2026 will be a year in which you can no longer plod along quietly. International tensions continue to fester, protectionism is rampant, and consumers are taking a wait-and-see approach. What seemed 'certain' yesterday appears to be temporary today. At the same time, the European economy is struggling in many sectors: energy costs, investment pressure, talent shortages, regulations, external competition. And while we remain stuck in place, others are moving full steam ahead.
Take China. The story is no longer about 'cheap production'. It's about speed, scale, industrialisation and technology in one fell swoop. And that forces us to come to an uncomfortable conclusion: if we want to remain competitive, we need to come up with better solutions faster. Not next year. Now.
Maar hier is het eerlijke probleem: we behandelen innovatie nog te vaak als iets dat “van boven” moet komen. Een directie die een innovatieprogramma lanceert. Een consultant die post-its op een muur plakt. Een innovatie-afdeling die ideeën verzamelt, er drie uit kiest en de rest netjes archiveert. Dat is geen innovatie. Dat is theater.
The real innovation is already within your organisation. It lies with the people who experience the friction every day: the operator who knows where the line is slowing down, the marketer who hears the customer's objections first-hand, the planner who sees where the bottleneck is, the service employee who can already predict the questions. They don't need more PowerPoint presentations. They need space.
Employee-driven innovation: the ideas are there
Employee-driven innovation means no longer viewing improvement and innovation as a hobby project for your spare time. Innovation is a verb. Action that can happen anywhere. You don't push ideas through a bureaucratic funnel; you bring experiments to the fore. You shift from 'prove to us first that it will work' to 'quickly test whether it works'. That is exactly what we need in Europe right now: agility in the workplace, not just ambition in the boardroom.
Start this month, not "someday"
If you take one thing away from this, it should be this: turn on employee-driven innovation today. Not with a slogan, but with five very concrete actions:
- Choose one focus. Link innovations to real pain points: lead time, energy consumption, customer retention, error rates, waste, safety. Employee-driven only really works when it addresses what people feel on a daily basis.
- Make time official. Give each team a fixed innovation moment (for example, half a day every two weeks). Not "when it's quiet", but scheduled, protected, with a mandate.
- Make small experiments normal. No 30-page business cases. Instead, conduct two-week pilots with a simple question: what are we testing, what are we measuring, what are we learning?
- Make it safe to fail. Not fail without commitment, but fail smart. Celebrate not only your successes but also your learnings. And stop holding people accountable for an experiment that was properly discontinued because it didn't work.

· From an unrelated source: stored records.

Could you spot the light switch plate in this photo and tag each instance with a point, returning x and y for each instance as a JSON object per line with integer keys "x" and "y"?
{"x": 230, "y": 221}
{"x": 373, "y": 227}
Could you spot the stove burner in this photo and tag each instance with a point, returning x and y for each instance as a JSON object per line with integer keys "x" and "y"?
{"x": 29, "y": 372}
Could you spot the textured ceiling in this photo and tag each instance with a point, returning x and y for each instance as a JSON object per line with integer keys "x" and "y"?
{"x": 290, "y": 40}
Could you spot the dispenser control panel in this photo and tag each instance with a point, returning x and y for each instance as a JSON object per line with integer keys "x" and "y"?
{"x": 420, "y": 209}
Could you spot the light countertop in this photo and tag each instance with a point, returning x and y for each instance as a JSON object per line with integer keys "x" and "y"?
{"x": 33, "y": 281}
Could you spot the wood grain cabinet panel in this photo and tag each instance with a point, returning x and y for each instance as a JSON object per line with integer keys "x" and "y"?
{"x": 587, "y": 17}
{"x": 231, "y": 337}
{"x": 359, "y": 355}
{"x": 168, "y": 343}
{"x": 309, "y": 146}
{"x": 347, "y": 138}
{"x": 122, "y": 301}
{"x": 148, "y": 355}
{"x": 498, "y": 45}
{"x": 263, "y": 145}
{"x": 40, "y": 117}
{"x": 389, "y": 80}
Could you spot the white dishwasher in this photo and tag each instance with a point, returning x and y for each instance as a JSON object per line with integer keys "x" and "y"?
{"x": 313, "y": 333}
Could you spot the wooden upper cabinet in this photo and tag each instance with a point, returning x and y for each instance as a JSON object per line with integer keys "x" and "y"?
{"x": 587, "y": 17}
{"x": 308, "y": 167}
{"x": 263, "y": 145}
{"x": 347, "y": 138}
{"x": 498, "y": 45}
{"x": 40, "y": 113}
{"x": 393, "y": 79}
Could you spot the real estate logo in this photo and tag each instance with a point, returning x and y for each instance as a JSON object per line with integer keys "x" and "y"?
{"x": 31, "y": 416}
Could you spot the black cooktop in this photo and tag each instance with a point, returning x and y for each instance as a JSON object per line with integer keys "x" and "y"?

- Create a single, clear decision-making process for ideas. One channel, one format, one decision-making moment per month. Quick 'test', quick 'yes', quick 'no'. Communicate. Silence is the best 'innovation killer'.
Stop hoping. Organise it.
In 2026, you won't win with the most beautiful vision, but with the organisation that learns the fastest. And learning doesn't happen in meeting rooms, but in teams that are allowed to try. Test fast, fail fast, adjust fast.
Conclusion: if you are reading this as a supervisor, manager, project owner or entrepreneur, do yourself a favour. Stop waiting for the perfect plan. Encourage employee-driven innovation, make time and space for it, and let your people improve the work they are already doing.
Difficult to implement? Get in touch. I'm happy to help. The world is not becoming more stable. So you need to become faster.